ITSC 2025 Paper Abstract

Paper VP-VP.121

Xi, Haoyang (Beijing Institute of Technology), Xie, Shanshan (Beijing Institute of Technology), Yang, Yi (Beijing Institute of Technology)

Continuous Drifting Control Based on Maximal Safety Probability Learning with TD3 and Lagrangian

Scheduled for presentation during the Video Session "On-Demand Video Presentations" (VP-VP), Saturday, November 22, 2025, 08:00−18:00, On-Demand Platform

2025 IEEE 28th International Conference on Intelligent Transportation Systems (ITSC), November 18-21, 2025, Gold Coast, Australia

This information is tentative and subject to change. Compiled on April 2, 2026

Keywords Smart Traffic Control using AI and Augmented Reality for Navigation and Vehicle Control, Deep Learning for Scene Understanding and Semantic Segmentation in Autonomous Vehicles, Autonomous Vehicle Safety and Performance Testing

Abstract

Extreme driving such as high-speed drifting demands precise yet verifiably safe control, presenting significant challenges for autonomous systems. Current reinforcement learning approaches typically demand complex reward engineering, struggle with safety constraints, and rely on discrete action spaces with limited precision. We propose TD3-Lagrangian-PIRL (Physics-Informed Reinforcement Learning), a framework extending maximal safety probability learning to continuous action spaces for drift control. The proposed approach introduces two key innovations: first, embedding partial differential equation constraints into the critic network of a Twin Delayed Deep Deterministic Policy Gradient (TD3) architecture, improving tracking precision and cutting training episodes by 67% relative to the discrete-action baseline. Second, implementing Lagrange multiplier to directly constrain the actor network, creating dual-layer safety constraints that further reduce training episodes by 30% while improving safety performance.

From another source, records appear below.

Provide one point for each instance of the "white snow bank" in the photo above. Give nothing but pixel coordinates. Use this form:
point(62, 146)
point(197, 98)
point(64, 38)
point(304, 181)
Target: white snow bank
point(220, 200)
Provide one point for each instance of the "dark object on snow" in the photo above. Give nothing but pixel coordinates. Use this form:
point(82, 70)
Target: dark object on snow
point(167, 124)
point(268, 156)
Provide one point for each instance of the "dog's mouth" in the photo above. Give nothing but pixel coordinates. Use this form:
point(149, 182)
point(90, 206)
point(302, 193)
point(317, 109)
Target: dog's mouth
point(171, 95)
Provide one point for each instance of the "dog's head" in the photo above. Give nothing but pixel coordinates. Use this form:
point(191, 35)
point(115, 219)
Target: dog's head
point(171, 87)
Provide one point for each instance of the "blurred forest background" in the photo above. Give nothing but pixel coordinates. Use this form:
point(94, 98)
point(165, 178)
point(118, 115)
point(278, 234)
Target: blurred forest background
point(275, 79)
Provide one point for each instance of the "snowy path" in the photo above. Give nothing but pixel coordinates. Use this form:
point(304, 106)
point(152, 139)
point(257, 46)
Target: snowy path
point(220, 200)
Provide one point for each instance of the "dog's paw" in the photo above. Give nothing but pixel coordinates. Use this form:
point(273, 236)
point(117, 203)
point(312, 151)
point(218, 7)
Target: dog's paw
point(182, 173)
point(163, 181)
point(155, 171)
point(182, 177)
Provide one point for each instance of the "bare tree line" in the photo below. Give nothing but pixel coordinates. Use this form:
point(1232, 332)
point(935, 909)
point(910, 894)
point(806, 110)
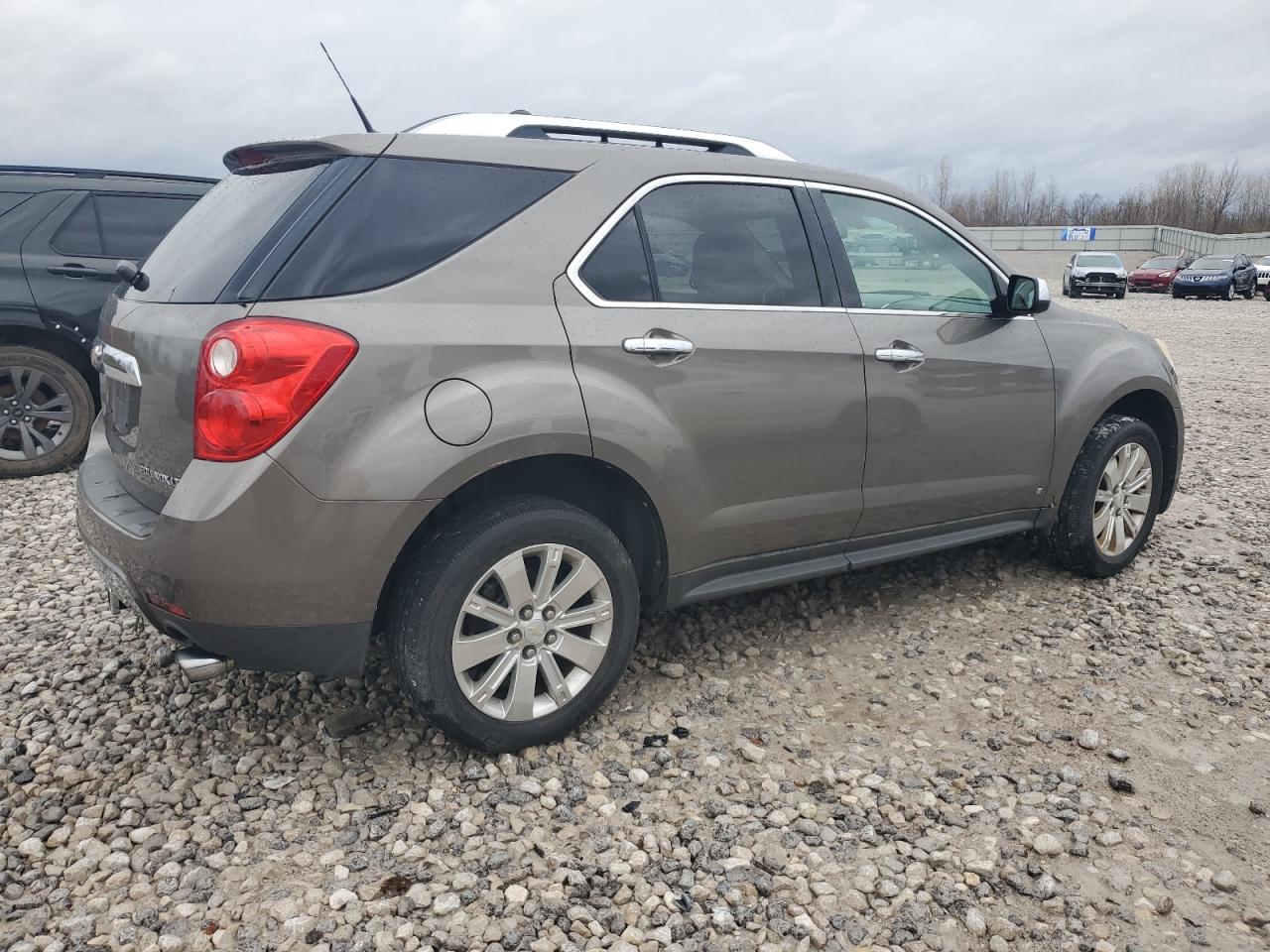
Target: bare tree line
point(1223, 200)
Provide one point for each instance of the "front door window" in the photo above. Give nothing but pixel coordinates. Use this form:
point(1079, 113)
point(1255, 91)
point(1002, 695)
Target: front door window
point(902, 262)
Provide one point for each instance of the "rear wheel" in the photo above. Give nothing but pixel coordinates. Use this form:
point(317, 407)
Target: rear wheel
point(512, 625)
point(1111, 498)
point(46, 412)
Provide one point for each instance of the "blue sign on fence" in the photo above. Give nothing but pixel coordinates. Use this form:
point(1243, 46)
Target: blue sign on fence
point(1080, 234)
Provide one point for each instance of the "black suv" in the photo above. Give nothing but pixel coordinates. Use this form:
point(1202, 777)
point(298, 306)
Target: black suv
point(62, 234)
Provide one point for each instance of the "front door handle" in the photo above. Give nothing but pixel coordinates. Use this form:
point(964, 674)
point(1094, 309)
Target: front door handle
point(899, 354)
point(661, 345)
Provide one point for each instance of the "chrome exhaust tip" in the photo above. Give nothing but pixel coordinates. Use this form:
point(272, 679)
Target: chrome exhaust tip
point(199, 665)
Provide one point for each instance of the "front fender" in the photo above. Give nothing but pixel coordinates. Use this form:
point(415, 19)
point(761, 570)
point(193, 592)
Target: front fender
point(1096, 365)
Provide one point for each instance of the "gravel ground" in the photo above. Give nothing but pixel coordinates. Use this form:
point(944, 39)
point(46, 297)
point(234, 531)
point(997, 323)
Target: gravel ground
point(968, 751)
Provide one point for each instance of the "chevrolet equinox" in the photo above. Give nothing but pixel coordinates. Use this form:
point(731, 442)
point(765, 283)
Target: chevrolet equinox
point(494, 385)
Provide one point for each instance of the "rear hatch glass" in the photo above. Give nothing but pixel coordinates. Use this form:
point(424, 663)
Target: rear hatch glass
point(208, 245)
point(333, 227)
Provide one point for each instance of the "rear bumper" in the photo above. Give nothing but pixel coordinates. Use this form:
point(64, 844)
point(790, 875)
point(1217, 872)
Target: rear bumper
point(1201, 290)
point(267, 574)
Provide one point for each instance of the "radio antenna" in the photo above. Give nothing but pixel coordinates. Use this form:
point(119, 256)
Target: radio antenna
point(357, 105)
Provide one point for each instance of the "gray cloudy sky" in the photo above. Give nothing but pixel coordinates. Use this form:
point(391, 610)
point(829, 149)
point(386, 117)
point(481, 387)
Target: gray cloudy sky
point(1100, 93)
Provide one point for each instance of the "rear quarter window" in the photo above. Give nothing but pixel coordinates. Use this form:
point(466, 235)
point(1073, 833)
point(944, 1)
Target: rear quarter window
point(404, 216)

Experiments in CARLA demonstrate effective drifting control with consistent generalization to high-speed cornering scenarios. This method requires only binary sparse rewards targeting safety probability, eliminating complex reward shaping or predefined trajectories. The results indicate that TD3-Lagrangian-PIRL is a viable solution for safety-critical control at the handling limits.